The ugly face of politics, and too many faces of political activity are hideous, surfaced over this week when the vice chairman of the Floyd County Board of Supervisors posted a glowing endorsement to one of three candidates in a contested primary for Commonwealth’s Attorney.
Locust Grove Supervisor Lauren Yoder hit Facebook with strong recommendations for interim prosecutor Eric Branscomb.
“I support Eric Branscom for two main reasons and of course because he is just a great guy,” said Yoder in his post. He went on to praise Banscomb for his “experience” as an assistant for several other Commonwealth’s Attorneys and his attempts to show cost-saving measures in the county.
Circuit judge Marc Long appointed Branscomb as the interim after Stephanie Murray Shortt became a juvenile and domestic relations judge last year. He is running for election to the job this year.
Two other attorneys — longtime Floyd lawyer Harrison Schroeder and Travis Epes, who lives in the county but practices elsewhere — are also seeking the seat.

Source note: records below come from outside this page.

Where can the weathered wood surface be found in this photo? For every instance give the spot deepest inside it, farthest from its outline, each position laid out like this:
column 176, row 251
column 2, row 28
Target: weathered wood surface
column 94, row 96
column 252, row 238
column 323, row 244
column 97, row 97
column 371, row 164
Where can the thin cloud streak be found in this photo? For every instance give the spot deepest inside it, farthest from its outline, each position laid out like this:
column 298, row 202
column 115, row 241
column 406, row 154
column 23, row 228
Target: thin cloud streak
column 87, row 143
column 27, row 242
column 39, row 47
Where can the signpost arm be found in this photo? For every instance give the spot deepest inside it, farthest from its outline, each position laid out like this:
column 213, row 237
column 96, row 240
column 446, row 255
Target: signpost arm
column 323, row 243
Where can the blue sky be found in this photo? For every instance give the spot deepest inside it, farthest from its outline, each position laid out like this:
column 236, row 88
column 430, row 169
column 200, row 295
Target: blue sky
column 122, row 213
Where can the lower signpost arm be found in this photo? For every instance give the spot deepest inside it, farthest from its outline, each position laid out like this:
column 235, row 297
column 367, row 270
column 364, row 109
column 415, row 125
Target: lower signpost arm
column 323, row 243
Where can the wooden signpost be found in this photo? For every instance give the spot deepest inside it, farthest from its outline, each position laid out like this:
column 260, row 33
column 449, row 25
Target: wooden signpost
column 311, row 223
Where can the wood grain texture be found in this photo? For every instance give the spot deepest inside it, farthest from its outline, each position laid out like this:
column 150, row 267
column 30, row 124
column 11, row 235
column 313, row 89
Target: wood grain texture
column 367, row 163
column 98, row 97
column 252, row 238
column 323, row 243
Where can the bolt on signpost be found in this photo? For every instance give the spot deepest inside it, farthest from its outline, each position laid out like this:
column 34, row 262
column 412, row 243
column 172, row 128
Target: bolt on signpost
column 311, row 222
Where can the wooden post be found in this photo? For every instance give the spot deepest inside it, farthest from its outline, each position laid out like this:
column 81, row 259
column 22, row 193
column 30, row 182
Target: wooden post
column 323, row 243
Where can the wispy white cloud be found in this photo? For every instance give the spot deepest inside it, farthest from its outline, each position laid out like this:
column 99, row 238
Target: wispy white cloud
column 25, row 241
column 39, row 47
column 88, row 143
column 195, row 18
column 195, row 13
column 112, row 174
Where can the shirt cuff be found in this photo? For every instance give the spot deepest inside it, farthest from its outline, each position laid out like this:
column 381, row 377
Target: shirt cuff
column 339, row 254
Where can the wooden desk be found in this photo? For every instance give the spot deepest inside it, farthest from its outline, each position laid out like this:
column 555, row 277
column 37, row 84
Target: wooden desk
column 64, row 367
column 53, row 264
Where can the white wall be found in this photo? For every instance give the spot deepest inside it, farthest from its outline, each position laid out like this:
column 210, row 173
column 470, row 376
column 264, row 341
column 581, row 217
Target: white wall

Yoder, of course, has the right to support whomever he wants but he also became vice chairman of the Board of Supervisors last month and, as such, his endorsement is seen as some as a coronation by the board of Branscomb.
“I guess I don’t need to cast any votes in the caucus,” said one email. “The board has made its decision on our next Commonwealth’s Attorney.”
With three Republican attorneys running for the job, the decision of the GOP caucus in May will pretty much decide who will serve as prosecutor.
Other email writers wondered how Yoder made his decision on the candidate of choice. Branscomb has been in office for just over two months and the vast majority of his cases have been plea bargains.
One wanted to know if Yoder has talked to either Schroeder or Epes about the job.
“Was this because of just friendship or a back-room deal or what? Is that how decisions are made by our Supervisors?”
Another, an obvious supporter of Schroeder, said he wanted to hear a “recommendation from someone involved in law enforcement and not a heating and cooling contractor who happens to be a Supervisor.”
Yoder is a farmer, a contractor and a volunteer fireman.
I cover courts in Floyd County for The Floyd Press and spend a lot of time watching prosecutors in the courtroom. Voters need to know more about each of the candidates before making an informed decision about who will be the county’s next elected prosecutor.
Sadly, politics, and only politics, comes into the play all too often, even at local levels here in Floyd County. Yoder criticized retiring Sheriff Shannon Zeman for supporting incumbent Democrat Senator Mark Warner in last year’s elections.
Yoder said Zeman was “required” as a GOP office holder in Floyd County to support Republicans and only Republicans because, he claimed, GOP office holders must sign “an oath” to do so.
Zeman told us he supported Warner because of what Warner did for the county as both a Senator and a governor. He did not give a damn about Warner’s political party or any sham “oath” that Constitutional scholars say is illegal anyway.
The question that this entire incident illustrates raised questions about the decision-making process of the vice chairman of the Floyd County Board of Supervisors or any other elected official who claims to serve us.